While it seems complex, Rossi said the system is quite simple. Messana designs systems for residential and commercial buildings of all shapes and sizes. The company designed a system for a home in Palo Alto, California that extended across 13,477 square feet as well as a 27,000-square-foot house in Massachusetts. The New Hampshire project covered 5,000 square feet, including 1,500 square feet in the adjacent barn.
“It’s a fairly simple system for the most part,’’ Rossi says. “It’s a single tank with radiant floor heat on the first floor. They used 1-inch thick hardwood floors, which is extremely thick. The Btu output in cooling is not super high. The fan cooling is designed to supplement those areas, to ramp up and down as needed. The upstairs has no radiant heat. The barn has its own radiant floor for heating and cooling but no supplemental coil.”
The perfect temperature
Temperatures in Jackson, located in New Hampshire’s White Mountains, vary widely over the course of a year. During winter, temperatures can dip into single digits while summers can reach the upper 70s. The average temperature in the town of about 1,000 residents is a chilly 41°.
With the extreme temperature changes, Messana’s room comfort sensors play an important role in maintaining the proper setting for the homeowner.
More and more homeowners are embracing the technology that allows for complete temperature control and other comfort settings. Messana’s mSense measures the operative temperature by combining the influence of air and radiant temperature in a way similar to a person’s skin.
Sensors also pick up relative humidity and air quality. A gas sensor measures CO2 and other substances that directly affect a person’s health.
“People typically respond to thermal discomfort by continually readjusting their thermostat,’’ Rossi says. “An air-based thermostat never represents the real human thermal exchange. mSense comfort sensor is an essential element of a climate control system especially in presence of radiant ceiling panels but also in conventional radiant floor and air systems.”
Since New Hampshire winters can call for a significant heating load, Messana also included an HTP Phoenix high-efficiency water heater in the project. The PH130-55 has a Btu/h input range of 35,000-130,000 and a 96% thermal efficiency rating.
“The Phoenix is a backup for the heating side of the house,’’ Rossi says. “When the required buffer tank temperature is not being met, Messana’s controls activate the HTP water heater to assist the air-to-water heat pump in reaching the required buffer tank temperature.”
The Phoenix features a modulating burner that operates at a 5:1 turndown ratio, which provides high system efficiency even during low load conditions. A laser welded tank constructed with 316L stainless steel resists corrosion and a hybrid cupronickel/stainless steel heat exchanger offers superior heat transfer capabilities and expands and contracts rapidly, eliminating scale build-up and promoting self-cleaning.

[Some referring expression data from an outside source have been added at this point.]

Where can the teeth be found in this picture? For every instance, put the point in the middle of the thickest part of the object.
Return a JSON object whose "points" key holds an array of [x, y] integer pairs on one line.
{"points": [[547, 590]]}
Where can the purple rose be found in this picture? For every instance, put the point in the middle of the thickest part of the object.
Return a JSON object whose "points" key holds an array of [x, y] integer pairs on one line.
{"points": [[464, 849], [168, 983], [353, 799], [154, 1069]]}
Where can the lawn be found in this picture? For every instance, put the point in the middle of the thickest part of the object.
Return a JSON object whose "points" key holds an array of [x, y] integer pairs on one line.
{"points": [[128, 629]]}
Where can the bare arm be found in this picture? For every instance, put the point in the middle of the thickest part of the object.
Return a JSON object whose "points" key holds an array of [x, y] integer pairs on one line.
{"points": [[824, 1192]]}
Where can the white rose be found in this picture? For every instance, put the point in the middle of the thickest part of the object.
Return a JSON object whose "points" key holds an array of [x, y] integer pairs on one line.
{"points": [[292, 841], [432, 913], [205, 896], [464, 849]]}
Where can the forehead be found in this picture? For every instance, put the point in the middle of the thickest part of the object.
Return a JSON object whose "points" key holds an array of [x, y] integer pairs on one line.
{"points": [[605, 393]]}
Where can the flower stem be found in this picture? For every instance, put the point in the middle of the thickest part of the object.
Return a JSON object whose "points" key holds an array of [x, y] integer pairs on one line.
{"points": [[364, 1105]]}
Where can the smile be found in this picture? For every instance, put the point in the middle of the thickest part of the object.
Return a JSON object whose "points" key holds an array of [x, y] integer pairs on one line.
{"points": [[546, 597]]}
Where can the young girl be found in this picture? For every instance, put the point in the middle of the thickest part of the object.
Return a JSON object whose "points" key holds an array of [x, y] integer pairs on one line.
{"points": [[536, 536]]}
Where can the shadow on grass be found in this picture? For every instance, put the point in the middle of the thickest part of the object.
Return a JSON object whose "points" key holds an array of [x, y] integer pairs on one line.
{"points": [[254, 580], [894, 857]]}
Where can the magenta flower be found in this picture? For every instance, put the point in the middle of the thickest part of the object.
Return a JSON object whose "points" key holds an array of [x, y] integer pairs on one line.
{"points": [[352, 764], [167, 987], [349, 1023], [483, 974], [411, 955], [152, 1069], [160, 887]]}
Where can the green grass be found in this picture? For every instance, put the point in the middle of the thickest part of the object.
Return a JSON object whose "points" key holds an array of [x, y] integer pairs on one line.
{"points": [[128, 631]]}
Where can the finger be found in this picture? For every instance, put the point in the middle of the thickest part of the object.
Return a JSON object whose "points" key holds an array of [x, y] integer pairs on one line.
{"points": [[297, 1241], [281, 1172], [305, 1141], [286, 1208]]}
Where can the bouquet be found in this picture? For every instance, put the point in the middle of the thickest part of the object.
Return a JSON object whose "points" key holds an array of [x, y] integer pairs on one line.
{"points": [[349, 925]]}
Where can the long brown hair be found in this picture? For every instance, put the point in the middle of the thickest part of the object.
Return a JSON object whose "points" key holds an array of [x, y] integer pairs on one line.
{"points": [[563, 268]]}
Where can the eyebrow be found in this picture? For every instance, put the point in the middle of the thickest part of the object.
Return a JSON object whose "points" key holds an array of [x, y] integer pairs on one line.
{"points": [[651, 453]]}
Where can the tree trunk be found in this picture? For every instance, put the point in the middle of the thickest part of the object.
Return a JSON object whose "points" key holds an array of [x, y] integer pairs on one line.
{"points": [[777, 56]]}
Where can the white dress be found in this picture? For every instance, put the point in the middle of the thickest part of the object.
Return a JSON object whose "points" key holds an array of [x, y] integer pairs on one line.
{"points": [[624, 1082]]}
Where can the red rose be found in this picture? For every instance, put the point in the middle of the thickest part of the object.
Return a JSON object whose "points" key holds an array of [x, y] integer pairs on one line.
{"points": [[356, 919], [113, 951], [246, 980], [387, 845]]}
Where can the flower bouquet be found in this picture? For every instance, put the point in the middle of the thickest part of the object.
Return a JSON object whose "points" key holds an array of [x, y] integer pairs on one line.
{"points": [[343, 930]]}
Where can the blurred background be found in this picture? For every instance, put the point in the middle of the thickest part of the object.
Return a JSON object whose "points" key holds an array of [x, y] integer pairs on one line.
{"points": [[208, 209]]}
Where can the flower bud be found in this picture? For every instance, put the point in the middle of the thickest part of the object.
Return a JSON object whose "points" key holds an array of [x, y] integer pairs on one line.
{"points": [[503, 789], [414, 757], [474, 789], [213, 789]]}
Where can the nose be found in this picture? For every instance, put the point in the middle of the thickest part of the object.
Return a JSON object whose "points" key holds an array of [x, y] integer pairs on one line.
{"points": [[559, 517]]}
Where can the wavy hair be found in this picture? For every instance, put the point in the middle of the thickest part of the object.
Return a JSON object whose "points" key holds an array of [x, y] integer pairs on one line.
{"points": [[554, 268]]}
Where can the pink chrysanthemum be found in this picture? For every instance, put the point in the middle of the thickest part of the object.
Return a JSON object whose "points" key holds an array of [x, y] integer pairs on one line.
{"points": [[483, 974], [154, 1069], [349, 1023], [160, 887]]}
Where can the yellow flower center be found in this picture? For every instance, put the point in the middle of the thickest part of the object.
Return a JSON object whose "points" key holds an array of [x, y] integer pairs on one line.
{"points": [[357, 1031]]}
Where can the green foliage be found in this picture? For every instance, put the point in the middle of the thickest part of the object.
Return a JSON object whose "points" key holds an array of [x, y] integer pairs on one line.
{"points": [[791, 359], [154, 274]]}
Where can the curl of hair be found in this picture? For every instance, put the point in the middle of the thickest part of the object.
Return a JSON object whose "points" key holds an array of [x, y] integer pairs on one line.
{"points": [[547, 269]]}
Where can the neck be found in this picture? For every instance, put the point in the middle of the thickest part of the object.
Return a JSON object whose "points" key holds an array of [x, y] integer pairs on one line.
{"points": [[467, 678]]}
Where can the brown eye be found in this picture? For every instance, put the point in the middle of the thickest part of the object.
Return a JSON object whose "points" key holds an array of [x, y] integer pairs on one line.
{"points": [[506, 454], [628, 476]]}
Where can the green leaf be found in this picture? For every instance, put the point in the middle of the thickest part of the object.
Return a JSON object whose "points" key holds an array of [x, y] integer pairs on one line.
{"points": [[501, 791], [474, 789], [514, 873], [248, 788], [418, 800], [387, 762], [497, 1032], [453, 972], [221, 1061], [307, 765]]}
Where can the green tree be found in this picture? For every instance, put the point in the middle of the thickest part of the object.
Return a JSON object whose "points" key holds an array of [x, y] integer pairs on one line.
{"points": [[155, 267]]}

“It’s going to provide plenty of heat, and we were able to add another stage of heating by adding in a pump block without having to buy a whole other boiler,’’ Rossi explains.
Shift to hydronics
Amid the worldwide battle to fight climate change, hydronics can play an important role in reducing a homeowner’s carbon footprint while also saving money. Some sections of the country are adapting more readily, but the shift toward hydronic systems is going to hasten over time.
“You’re going to see more and more demand for hydronics,’’ Rossi says. “They have a much longer life span and the flexibility to use gas and electric, or to even use them together. That’s the long-term plan for cooling and heating in the U.S. Right now, hydronics is such a small market. But it’s very normal in Europe, where a lot of homes already have the infrastructure in place. I think we’re definitely going to see that shift over to the U.S.”